Juana Rangel de Cuellar (6 October 1649 - 1736) was the founder of the Colombian city of Cúcuta, located in the Norte de Santander Department. At the time she founded it in 1733, it was in the Viceroyalty of Peru. She was born and died in Pamplona.

At the age of 23, she was orphaned by her father (1672), and her home was moved to Hacienda Tonchalá, (today the Carmen de Tonchalá district) in the company of Paula, her mother, who died in 1694.

She was the owner of numerous assets, among which were the site of Tonchalá, which she obtained by inheritance from her uncle, the priest Alonso Rangel de Cuéllar; the estancias El Rodeo and Cazadero, owned by her paternal hereditary estate; Morantes, Cerro de Magro, the Guaduas site and the famous Guasimal site.

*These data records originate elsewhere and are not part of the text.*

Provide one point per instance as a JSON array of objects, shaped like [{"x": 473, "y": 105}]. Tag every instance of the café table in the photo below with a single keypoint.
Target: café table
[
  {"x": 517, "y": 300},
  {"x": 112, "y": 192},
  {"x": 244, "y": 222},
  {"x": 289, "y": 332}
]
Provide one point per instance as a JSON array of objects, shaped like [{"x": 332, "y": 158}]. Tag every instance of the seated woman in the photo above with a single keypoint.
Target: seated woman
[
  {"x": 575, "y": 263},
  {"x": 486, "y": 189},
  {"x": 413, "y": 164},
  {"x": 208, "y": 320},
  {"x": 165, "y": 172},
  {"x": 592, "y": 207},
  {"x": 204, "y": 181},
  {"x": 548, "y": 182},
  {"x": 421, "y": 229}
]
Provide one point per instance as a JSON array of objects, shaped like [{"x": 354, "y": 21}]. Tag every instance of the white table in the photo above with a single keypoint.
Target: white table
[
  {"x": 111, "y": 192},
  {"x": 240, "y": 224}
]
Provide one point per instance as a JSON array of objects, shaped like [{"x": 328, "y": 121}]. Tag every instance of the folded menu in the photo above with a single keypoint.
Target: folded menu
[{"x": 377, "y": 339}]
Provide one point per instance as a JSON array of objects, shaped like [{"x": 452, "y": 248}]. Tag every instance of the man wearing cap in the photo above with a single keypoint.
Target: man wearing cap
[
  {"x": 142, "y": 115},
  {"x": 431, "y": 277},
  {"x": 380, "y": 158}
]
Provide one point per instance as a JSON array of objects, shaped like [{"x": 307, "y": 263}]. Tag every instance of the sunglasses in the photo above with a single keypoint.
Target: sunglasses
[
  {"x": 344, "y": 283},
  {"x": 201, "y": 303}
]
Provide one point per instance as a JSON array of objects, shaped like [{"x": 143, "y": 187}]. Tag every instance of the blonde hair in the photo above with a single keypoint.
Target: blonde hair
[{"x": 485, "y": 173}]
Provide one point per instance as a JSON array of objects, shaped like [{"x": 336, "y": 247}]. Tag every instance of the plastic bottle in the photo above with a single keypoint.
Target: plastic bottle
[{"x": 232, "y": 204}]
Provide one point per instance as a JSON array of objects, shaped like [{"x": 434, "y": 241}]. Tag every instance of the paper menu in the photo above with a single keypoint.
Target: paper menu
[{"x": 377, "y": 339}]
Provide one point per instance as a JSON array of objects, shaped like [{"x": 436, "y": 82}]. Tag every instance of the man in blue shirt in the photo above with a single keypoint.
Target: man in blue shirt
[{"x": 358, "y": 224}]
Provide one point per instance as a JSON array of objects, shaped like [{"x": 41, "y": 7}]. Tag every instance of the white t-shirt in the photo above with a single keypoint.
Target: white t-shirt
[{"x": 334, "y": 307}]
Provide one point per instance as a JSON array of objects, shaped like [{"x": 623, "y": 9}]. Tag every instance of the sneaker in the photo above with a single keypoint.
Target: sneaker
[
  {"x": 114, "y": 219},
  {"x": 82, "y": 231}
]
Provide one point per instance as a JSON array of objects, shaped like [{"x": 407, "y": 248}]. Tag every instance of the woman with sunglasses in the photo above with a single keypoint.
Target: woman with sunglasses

She was also the owner of numerous heads of cattle and owned the Pamplona manor house, donated by her older brother.

The founder signed deeds of manumission of slaves; among them those are granted on November 10, 1727, in favor of José, 21 years old; those for the benefit of the mulattos Teodora and José Prisio, and a final one, in 1733, in favor of Inés Rafaela.

Enterprising and dynamic, she did not lag behind her landowner neighbors; The economic boom based on agriculture and livestock, which lasted 40 years since her arrival in Tonchalá, was the main reason why different families chose this place as their preferred place for their home.

Tonchalá and Guasimal had everything, except the most important, a parish. On the contrary, on the other side of the Pamplonita River, was the indigenous town of Cúcuta, with a parish, a good church and a doctrinal priest. But there, the whites could not easily access it because the indigenous people of the Pueblo of Cúcuta did not allow it.

Due to the above and because the part occupied by the whites in her farm did not diminish her patrimony, Juana Rangel de Cuéllar considered making a legal and formal donation to the petitioners of the parish.

At the advanced age of 84 years, she went to the mayor of Pamplona, so that together with the clerk they would arrive at his estate in Tonchalá to make before them as representatives of the crown, a donation of half an estancia of a large cattle, which would be a site for the parish and surrounding town. The clerk was not present and in his absence, Mayor Juan Antonio de Villamizar y Pinero acted in his stead. This was the simple birth of the city without borders, on June 17, 1733.

Seven neighbors accepted the deed of donation, twith hree witnesses and 17 people notified as neighbors for the donated lands. The value of the donated land was 50 patacones, the value stipulated in the document that Juana Rangel de Cuéllar signed as a public deed.

Two years later, on June 24, 1735, she assisted as godmother at the baptism of a child in the chapel of the nascent town, and a couple of months later she granted her testamentary memorandum.

Harassed by the ailments of her age, Juana Rangel de Cuéllar was taken back to Pamplona, where she died in 1736.